Second study found that individuals who were informed about their risk weren't devastated
Giving scientists insight into the origins of a devastating illness, new research suggests that people with a genetic propensity to develop Alzheimer's disease start experiencing memory loss as early as their 50s.Unfortunately, scientists don't know of any way to prevent Alzheimer's. But an accompanying study finds that nearly everyone told of their high genetic risk of the disease was glad that they had been informed.
"In a small group, we didn't find a lot of harm done," said study author Dr. Robert Green, an Alzheimer's specialist. Even those who were told they have a 72 percent risk of developing the disease didn't tend to be devastated by the news, Green said.
Alzheimer's disease affects an estimated 5.3 million Americans, and the numbers are expected to grow as the population ages. There's no cure, although some treatments may reduce the severity of symptoms.
Scientists have known for some time that a genetic variation greatly boosts the risk of the disease, but it's still not clear how early the illness begins.
In one of the new studies, researchers looked at the genetic profiles of 815 volunteers aged 21 to 97.
Of those, 498 were at a normal genetic risk of developing Alzheimer's and 317 were at higher risk because of variations in a gene known as APOE. Of those in the latter group, 79 were at especially high risk.
The researchers gave cognitive tests to the volunteers over several years to see if there were any differences between the groups. The results appear in the July 16 issue of the New England Journal of Medicine.
The researchers found that those at higher risk of Alzheimer's began to score worse on the tests beginning in their mid-50s.
"Normally, your scores improve," explained study author Dr. Richard Caselli. "We saw that there was some improvement early on in their 40s and early 50s, but that beginning in their mid-50s we started to see changes. They weren't improving, but were beginning to decline over time."
Those at the highest risk were most likely to suffer a decline.
Brain scans have suggested that people doomed to get Alzheimer's begin to show signs of physical problems around age 60, said Caselli, clinical core director at the Arizona Alzheimer's Disease Center and chair of neurology at the Mayo Clinic.
"Until now, nobody has been able to show that there's actual cognitive changes that accompany this," Caselli said.

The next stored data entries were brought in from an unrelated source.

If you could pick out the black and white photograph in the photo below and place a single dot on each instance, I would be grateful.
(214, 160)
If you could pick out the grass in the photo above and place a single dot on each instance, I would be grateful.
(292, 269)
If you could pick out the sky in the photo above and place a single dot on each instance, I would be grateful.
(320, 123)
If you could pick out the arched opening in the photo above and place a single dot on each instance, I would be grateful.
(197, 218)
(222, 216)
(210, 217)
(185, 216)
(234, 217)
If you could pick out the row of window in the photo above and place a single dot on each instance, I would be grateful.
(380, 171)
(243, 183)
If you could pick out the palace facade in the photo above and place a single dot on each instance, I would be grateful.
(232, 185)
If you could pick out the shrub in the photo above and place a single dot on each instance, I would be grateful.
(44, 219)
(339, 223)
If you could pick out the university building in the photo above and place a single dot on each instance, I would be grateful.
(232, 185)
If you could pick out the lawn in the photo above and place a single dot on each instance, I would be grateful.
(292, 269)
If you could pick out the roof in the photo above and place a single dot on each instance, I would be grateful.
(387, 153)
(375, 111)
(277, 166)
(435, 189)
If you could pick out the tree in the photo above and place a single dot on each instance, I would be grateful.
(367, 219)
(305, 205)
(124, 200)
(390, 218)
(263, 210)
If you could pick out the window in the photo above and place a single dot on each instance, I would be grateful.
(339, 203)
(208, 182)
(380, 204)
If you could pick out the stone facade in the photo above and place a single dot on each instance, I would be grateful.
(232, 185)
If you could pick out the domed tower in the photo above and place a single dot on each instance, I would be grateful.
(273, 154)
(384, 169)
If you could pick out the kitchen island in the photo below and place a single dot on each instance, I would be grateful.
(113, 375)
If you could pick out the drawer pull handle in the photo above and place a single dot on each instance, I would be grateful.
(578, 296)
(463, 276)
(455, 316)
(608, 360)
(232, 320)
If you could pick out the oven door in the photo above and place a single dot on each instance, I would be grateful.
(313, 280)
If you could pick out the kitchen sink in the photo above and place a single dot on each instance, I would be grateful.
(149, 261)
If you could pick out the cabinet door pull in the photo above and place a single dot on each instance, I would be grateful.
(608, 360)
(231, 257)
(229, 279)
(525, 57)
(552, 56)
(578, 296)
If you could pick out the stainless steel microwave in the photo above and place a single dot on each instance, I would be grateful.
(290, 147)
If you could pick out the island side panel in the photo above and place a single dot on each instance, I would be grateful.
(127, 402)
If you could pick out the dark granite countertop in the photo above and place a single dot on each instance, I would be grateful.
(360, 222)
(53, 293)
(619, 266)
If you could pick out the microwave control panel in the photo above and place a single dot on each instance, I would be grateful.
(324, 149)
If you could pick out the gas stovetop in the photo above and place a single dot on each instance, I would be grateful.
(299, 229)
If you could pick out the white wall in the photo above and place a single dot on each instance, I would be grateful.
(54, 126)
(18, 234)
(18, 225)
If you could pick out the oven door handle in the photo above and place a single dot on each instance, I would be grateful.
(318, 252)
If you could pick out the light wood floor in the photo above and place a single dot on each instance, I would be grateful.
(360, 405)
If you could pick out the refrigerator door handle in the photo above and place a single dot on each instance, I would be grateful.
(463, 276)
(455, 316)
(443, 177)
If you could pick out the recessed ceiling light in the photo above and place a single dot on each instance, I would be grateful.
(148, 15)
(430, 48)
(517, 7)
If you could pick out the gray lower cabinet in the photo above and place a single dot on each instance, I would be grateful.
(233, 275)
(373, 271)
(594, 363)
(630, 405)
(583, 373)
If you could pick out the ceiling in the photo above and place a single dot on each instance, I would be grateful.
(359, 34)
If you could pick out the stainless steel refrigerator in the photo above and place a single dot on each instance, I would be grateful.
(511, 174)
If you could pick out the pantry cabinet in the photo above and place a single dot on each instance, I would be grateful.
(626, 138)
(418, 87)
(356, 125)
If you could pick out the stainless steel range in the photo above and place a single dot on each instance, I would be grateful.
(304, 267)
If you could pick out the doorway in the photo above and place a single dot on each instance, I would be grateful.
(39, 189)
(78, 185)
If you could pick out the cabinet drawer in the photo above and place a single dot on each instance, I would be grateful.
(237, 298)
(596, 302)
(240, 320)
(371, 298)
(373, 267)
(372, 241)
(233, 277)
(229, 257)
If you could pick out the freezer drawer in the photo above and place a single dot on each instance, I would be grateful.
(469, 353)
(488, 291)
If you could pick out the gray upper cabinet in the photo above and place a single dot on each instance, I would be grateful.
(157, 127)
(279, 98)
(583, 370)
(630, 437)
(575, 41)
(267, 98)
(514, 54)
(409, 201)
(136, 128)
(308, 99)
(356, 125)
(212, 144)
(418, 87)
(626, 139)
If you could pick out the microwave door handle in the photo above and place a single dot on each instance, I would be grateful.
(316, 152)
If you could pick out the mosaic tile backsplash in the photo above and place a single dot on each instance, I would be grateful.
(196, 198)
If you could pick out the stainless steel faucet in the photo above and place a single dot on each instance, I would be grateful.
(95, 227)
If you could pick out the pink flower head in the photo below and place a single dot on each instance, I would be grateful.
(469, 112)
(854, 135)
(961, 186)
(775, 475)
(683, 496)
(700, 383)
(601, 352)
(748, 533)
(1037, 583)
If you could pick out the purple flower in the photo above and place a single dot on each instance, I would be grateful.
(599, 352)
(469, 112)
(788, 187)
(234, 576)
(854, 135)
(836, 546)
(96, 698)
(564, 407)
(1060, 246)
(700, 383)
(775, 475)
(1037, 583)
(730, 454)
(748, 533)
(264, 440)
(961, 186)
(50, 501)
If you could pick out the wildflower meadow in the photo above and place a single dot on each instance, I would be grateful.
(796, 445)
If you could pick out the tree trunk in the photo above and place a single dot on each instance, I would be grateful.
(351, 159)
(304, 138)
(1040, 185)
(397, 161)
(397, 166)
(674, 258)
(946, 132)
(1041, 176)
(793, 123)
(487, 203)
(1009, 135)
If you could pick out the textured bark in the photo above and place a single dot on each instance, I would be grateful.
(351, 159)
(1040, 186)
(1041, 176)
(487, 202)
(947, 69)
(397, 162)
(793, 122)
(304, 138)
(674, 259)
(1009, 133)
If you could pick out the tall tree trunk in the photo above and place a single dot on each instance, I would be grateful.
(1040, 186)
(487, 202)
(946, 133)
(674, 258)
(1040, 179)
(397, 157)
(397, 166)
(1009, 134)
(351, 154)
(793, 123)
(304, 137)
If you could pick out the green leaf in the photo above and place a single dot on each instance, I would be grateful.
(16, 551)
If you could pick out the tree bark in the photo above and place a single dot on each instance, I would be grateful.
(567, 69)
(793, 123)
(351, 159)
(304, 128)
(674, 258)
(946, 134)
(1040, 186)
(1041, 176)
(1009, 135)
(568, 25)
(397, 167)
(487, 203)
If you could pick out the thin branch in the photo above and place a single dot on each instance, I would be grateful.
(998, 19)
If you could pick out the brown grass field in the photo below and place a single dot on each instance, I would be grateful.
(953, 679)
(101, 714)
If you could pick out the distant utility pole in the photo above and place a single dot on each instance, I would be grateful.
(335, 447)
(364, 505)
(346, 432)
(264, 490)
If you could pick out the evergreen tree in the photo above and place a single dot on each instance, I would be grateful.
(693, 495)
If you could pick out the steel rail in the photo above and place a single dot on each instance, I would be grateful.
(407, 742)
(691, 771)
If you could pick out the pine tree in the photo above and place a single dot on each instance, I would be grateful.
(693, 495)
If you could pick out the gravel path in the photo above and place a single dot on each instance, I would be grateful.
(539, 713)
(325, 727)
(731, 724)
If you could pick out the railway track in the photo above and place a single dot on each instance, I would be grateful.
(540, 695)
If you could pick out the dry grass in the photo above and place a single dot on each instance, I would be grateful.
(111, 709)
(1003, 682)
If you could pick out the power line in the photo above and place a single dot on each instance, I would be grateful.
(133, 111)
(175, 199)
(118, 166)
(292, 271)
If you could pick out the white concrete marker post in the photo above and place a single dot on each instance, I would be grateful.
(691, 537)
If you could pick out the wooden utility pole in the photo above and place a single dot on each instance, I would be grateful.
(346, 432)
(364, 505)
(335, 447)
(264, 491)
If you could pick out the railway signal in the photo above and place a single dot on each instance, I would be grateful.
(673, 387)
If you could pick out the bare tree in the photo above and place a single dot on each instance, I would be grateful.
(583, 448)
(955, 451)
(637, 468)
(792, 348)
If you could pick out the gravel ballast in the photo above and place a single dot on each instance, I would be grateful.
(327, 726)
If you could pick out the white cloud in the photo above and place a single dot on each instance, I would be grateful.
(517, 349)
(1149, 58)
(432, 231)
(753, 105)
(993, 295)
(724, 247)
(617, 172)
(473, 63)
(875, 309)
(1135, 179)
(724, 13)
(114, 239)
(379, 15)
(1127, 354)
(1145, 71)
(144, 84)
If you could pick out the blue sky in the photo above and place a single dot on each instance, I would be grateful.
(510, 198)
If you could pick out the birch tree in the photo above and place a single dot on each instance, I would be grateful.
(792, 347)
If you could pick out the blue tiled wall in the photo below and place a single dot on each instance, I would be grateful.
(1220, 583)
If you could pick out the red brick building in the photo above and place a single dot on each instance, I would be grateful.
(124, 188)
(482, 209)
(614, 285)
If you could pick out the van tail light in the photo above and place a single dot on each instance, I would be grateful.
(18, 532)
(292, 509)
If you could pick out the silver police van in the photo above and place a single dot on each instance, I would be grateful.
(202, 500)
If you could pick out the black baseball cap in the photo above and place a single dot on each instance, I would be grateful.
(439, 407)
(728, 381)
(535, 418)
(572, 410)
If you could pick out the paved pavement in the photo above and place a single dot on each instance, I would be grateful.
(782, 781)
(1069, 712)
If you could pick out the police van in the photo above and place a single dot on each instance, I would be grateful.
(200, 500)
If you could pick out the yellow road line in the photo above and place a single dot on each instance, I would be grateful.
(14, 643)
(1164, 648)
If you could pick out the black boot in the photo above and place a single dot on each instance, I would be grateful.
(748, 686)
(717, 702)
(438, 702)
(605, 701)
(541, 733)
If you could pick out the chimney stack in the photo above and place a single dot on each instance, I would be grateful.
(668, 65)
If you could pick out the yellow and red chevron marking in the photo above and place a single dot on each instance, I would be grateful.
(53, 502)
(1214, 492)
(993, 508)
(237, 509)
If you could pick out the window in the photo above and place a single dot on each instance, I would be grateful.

Still, the mental changes are small and may not even be noticeable. "These are normal, healthy working people," he said.
In the other study, researchers assigned 162 adults with a parent who had Alzheimer's to either receive or not receive information about their own genetic risk of the disease.
Contrary to some assumptions, those who learned about their risk understood the information they were given and were glad that they had been informed, said Green, co-director of the Alzheimer's Disease Clinical & Research Program at Boston University.
"Some people are information-seekers, and they just feel better and more complete when they have more information," Green said.